When the wine barrels are past the prime of making their art, Pascal Zugmeyer, Z Wine Guy, makes the wine barrels into an art all their own. Every artist has their medium, and with a look at creative entrepreneurism in our wine, I present to you a portrait of an artist whose medium is wine barrels.
Zugmeyer grew up in Toulouse, France. At 21, having just graduated college, he struck out on his own and moved to the island of Saint Martin in the Caribbean. All was going well; in 2001 it got even better when along came Sally, a native New Yorker on vacation. They met at the restaurant where Zugmeyer was working and the rest was history. After one year of long-distance dating and 10 years in the Caribbean, Zugmeyer sold everything and joined Sally in the Big Apple. In 2003, they tied the knot; in 2006, their son Tristan was born; and in 2007, they left the city and bought a house in Southold to raise a family.

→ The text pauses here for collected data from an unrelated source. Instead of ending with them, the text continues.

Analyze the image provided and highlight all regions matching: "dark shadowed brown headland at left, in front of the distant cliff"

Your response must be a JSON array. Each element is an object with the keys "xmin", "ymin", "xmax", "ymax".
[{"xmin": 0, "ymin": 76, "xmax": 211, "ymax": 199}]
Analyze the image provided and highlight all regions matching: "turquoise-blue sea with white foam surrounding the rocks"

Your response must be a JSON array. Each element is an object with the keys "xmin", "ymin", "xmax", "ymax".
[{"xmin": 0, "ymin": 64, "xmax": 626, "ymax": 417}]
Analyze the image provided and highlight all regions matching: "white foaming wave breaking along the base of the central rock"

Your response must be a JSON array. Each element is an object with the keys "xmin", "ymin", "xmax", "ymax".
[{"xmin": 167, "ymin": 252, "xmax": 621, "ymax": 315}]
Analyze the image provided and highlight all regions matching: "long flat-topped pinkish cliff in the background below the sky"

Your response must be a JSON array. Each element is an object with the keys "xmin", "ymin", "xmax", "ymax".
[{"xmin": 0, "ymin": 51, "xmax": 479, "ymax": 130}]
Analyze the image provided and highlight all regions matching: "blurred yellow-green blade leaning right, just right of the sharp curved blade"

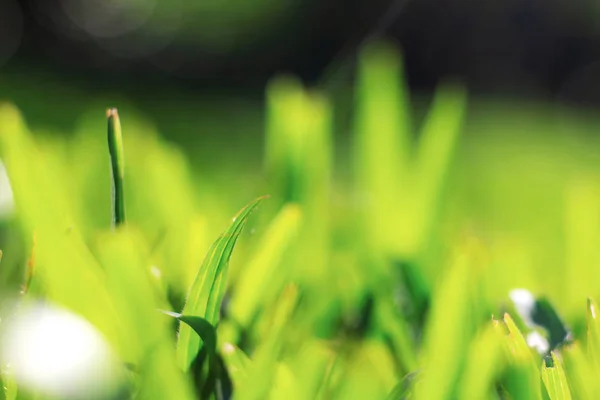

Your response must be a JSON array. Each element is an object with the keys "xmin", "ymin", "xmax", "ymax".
[{"xmin": 230, "ymin": 204, "xmax": 302, "ymax": 327}]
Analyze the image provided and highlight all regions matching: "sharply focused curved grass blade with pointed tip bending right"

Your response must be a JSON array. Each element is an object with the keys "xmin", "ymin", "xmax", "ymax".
[{"xmin": 177, "ymin": 197, "xmax": 264, "ymax": 371}]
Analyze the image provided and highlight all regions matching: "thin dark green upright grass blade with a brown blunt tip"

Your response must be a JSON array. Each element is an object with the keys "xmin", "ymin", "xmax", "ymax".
[{"xmin": 106, "ymin": 108, "xmax": 125, "ymax": 226}]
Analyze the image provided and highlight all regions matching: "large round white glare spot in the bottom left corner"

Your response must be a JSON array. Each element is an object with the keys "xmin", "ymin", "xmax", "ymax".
[{"xmin": 1, "ymin": 305, "xmax": 123, "ymax": 399}]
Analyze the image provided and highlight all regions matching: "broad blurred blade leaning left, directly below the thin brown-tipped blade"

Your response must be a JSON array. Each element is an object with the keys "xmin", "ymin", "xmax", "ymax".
[{"xmin": 98, "ymin": 227, "xmax": 194, "ymax": 400}]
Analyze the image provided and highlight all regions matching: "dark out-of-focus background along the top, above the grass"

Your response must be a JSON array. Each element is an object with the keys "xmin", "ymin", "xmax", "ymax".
[{"xmin": 0, "ymin": 0, "xmax": 600, "ymax": 106}]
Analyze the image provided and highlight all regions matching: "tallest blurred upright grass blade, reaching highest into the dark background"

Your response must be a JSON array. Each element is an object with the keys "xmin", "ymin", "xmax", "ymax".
[{"xmin": 353, "ymin": 43, "xmax": 410, "ymax": 250}]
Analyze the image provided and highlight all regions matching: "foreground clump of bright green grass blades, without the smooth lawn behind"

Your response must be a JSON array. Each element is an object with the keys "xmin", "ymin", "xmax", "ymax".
[{"xmin": 0, "ymin": 41, "xmax": 600, "ymax": 400}]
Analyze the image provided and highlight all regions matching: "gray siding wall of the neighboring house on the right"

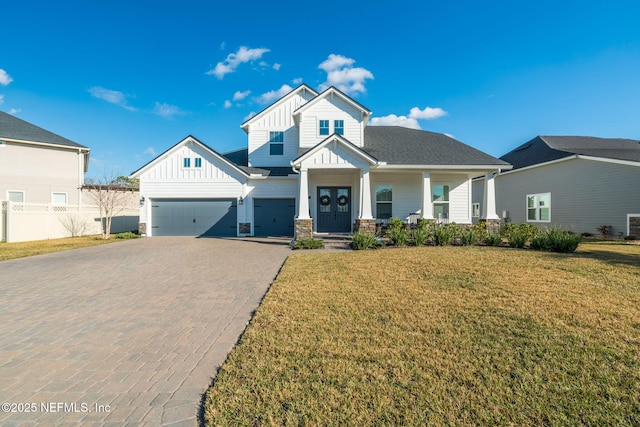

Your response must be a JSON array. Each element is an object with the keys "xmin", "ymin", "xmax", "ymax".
[{"xmin": 496, "ymin": 158, "xmax": 640, "ymax": 235}]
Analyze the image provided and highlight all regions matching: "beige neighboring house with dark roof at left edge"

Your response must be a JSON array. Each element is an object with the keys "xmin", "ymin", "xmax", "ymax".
[{"xmin": 0, "ymin": 111, "xmax": 89, "ymax": 205}]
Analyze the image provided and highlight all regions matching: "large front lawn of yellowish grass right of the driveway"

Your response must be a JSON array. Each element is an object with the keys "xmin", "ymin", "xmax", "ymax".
[{"xmin": 205, "ymin": 243, "xmax": 640, "ymax": 426}]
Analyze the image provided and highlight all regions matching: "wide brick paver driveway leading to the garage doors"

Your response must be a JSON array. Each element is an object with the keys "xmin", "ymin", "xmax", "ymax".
[{"xmin": 0, "ymin": 237, "xmax": 289, "ymax": 426}]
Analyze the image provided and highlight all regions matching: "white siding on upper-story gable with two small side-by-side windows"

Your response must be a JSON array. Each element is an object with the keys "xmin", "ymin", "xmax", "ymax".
[{"xmin": 300, "ymin": 96, "xmax": 364, "ymax": 148}]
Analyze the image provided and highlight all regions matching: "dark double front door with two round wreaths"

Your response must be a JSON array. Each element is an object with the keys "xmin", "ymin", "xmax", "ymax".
[{"xmin": 318, "ymin": 187, "xmax": 351, "ymax": 233}]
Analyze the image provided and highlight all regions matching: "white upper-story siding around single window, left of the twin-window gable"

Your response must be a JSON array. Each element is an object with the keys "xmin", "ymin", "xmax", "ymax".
[{"xmin": 247, "ymin": 91, "xmax": 313, "ymax": 167}]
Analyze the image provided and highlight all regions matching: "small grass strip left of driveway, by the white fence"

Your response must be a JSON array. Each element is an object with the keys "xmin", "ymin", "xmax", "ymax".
[{"xmin": 0, "ymin": 236, "xmax": 121, "ymax": 261}]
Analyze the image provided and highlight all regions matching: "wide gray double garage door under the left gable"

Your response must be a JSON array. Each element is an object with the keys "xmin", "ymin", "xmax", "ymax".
[{"xmin": 151, "ymin": 199, "xmax": 238, "ymax": 237}]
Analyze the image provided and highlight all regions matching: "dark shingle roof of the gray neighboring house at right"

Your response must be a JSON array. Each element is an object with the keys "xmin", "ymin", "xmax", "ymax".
[{"xmin": 500, "ymin": 136, "xmax": 640, "ymax": 169}]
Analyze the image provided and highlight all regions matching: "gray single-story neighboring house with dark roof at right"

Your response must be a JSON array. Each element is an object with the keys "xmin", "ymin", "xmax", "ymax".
[{"xmin": 474, "ymin": 136, "xmax": 640, "ymax": 236}]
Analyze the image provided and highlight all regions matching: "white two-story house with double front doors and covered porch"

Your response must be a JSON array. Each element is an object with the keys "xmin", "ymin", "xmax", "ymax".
[{"xmin": 132, "ymin": 84, "xmax": 510, "ymax": 238}]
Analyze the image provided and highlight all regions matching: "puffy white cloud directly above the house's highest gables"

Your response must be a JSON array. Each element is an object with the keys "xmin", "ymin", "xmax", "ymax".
[{"xmin": 318, "ymin": 53, "xmax": 373, "ymax": 95}]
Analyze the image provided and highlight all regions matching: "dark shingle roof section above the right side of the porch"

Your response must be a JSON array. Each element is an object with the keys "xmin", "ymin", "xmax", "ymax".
[{"xmin": 363, "ymin": 126, "xmax": 511, "ymax": 169}]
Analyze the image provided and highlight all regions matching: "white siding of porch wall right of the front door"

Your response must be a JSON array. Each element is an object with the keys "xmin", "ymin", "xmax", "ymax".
[{"xmin": 371, "ymin": 172, "xmax": 471, "ymax": 224}]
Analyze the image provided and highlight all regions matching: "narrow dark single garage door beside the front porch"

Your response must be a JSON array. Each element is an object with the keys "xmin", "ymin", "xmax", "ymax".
[{"xmin": 253, "ymin": 199, "xmax": 296, "ymax": 236}]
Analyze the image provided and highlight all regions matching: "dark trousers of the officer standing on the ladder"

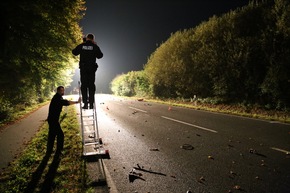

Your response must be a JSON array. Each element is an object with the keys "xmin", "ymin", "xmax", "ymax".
[{"xmin": 80, "ymin": 66, "xmax": 96, "ymax": 104}]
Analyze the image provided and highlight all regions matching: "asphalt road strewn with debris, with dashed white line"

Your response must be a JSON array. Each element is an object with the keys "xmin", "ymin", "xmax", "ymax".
[{"xmin": 96, "ymin": 95, "xmax": 290, "ymax": 193}]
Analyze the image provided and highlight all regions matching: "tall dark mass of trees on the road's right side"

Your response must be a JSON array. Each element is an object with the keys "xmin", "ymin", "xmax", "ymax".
[{"xmin": 112, "ymin": 0, "xmax": 290, "ymax": 109}]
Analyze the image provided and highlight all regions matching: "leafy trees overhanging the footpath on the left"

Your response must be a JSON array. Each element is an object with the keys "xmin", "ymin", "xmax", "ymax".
[{"xmin": 0, "ymin": 0, "xmax": 85, "ymax": 120}]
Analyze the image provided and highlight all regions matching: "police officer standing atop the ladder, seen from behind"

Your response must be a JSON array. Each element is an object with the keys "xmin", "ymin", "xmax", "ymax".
[{"xmin": 72, "ymin": 34, "xmax": 103, "ymax": 109}]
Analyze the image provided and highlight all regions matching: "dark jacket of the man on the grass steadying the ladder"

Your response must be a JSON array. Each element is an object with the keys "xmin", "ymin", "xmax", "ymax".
[{"xmin": 47, "ymin": 93, "xmax": 69, "ymax": 122}]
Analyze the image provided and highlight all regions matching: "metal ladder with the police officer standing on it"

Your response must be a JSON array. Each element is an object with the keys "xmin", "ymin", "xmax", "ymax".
[{"xmin": 79, "ymin": 82, "xmax": 109, "ymax": 158}]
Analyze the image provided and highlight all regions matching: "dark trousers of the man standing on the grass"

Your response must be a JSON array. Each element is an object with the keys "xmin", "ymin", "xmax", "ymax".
[{"xmin": 46, "ymin": 121, "xmax": 64, "ymax": 154}]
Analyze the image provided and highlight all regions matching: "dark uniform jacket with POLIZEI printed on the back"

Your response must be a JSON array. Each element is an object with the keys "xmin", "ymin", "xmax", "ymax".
[{"xmin": 72, "ymin": 40, "xmax": 103, "ymax": 68}]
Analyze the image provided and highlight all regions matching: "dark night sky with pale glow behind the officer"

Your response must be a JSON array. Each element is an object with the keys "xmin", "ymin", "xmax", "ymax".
[{"xmin": 74, "ymin": 0, "xmax": 249, "ymax": 93}]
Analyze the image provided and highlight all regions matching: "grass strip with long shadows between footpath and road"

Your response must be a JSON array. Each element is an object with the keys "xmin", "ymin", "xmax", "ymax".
[{"xmin": 0, "ymin": 106, "xmax": 86, "ymax": 193}]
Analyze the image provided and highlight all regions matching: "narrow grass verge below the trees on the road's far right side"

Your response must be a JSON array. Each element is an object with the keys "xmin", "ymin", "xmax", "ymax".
[{"xmin": 130, "ymin": 96, "xmax": 290, "ymax": 123}]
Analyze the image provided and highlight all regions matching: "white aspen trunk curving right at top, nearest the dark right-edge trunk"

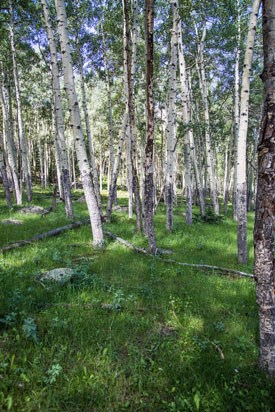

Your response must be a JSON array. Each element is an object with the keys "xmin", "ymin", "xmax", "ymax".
[{"xmin": 236, "ymin": 0, "xmax": 261, "ymax": 263}]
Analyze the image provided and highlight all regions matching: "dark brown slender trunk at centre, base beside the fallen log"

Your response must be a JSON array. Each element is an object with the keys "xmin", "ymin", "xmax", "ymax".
[{"xmin": 144, "ymin": 0, "xmax": 156, "ymax": 254}]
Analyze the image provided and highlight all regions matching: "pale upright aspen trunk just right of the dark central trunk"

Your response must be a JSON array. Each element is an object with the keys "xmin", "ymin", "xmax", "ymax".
[{"xmin": 165, "ymin": 2, "xmax": 178, "ymax": 231}]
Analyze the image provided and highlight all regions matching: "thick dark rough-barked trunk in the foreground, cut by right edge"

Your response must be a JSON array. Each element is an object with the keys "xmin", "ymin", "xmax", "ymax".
[{"xmin": 254, "ymin": 0, "xmax": 275, "ymax": 377}]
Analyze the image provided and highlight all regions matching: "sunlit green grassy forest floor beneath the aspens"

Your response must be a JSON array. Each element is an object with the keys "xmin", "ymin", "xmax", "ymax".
[{"xmin": 0, "ymin": 188, "xmax": 275, "ymax": 412}]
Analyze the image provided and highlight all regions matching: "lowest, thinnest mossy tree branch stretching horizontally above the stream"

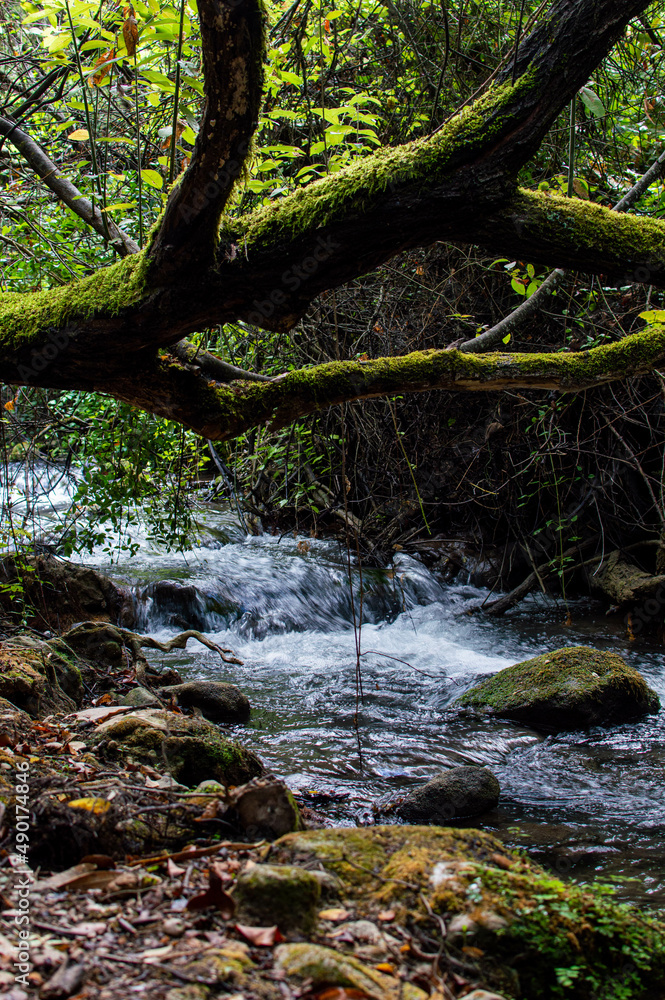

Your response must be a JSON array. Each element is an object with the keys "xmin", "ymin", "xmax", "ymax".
[{"xmin": 98, "ymin": 326, "xmax": 665, "ymax": 441}]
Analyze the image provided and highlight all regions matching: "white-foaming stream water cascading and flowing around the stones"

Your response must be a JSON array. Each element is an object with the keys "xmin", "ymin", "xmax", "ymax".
[{"xmin": 5, "ymin": 464, "xmax": 665, "ymax": 907}]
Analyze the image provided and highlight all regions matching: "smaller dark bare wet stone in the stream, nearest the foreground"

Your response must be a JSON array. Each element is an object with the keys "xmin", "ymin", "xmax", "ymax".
[{"xmin": 397, "ymin": 767, "xmax": 501, "ymax": 826}]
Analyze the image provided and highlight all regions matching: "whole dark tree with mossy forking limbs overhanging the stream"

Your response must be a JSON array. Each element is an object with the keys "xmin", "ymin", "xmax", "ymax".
[{"xmin": 0, "ymin": 0, "xmax": 665, "ymax": 422}]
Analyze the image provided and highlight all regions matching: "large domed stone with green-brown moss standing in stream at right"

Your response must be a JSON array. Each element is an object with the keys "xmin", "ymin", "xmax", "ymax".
[{"xmin": 457, "ymin": 646, "xmax": 660, "ymax": 732}]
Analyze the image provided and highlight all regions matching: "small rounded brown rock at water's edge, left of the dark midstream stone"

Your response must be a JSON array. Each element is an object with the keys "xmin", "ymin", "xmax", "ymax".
[{"xmin": 228, "ymin": 776, "xmax": 302, "ymax": 840}]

Prior to their move, Zugmeyer, a certified sommelier, worked in the wine industry as a wine director, in wine sales and conducting private tastings; the East End was a good fit.
Zugmeyer’s first job was retail manager at Wölffer Estate Vineyard. While there, he started creating wine barrel art and displayed his pieces in the tasting room. “I made 25 candleholders, two lazy susans,” he says, “and everything sold in a week!” He has since gone on to work at restaurants and other wineries, while teaching wine classes and hosting private events, all the while working with the barrels.
He currently makes about 30 different items — from chandeliers to tables to gas-powered wine barrel fire pits — and is always adding to his portfolio. Some of his creations have been picked up by and are on display in tasting rooms across the North Fork: Roanoke Vineyards, The Lenz Winery, McCall Wines, and the Winemaker Studio. He created McCall’s ceiling lamps and the Winemaker Studio’s sign out front. The most popular are the tables, he says, second are the candle-holders, and followed by the lazy susans which are often used for wedding gifts branded with the couple’s names.
Zugmeyer is not a carpenter by trade; his woodworking started in Toulouse in his grandfather’s wood shop. “He was a great woodworker and he only worked on the side,” says Zugmeyer. After a few years, asthma kept Zugmeyer out of the shop. “For over 20 years, I didn’t work with wood or go near any dust, and I forgot how much I love it,” he says. “People call me an artist now, when in fact I have bad handwriting, cannot draw anything, cannot cut straight. It just came out, and it’s become a passion and something I enjoy.”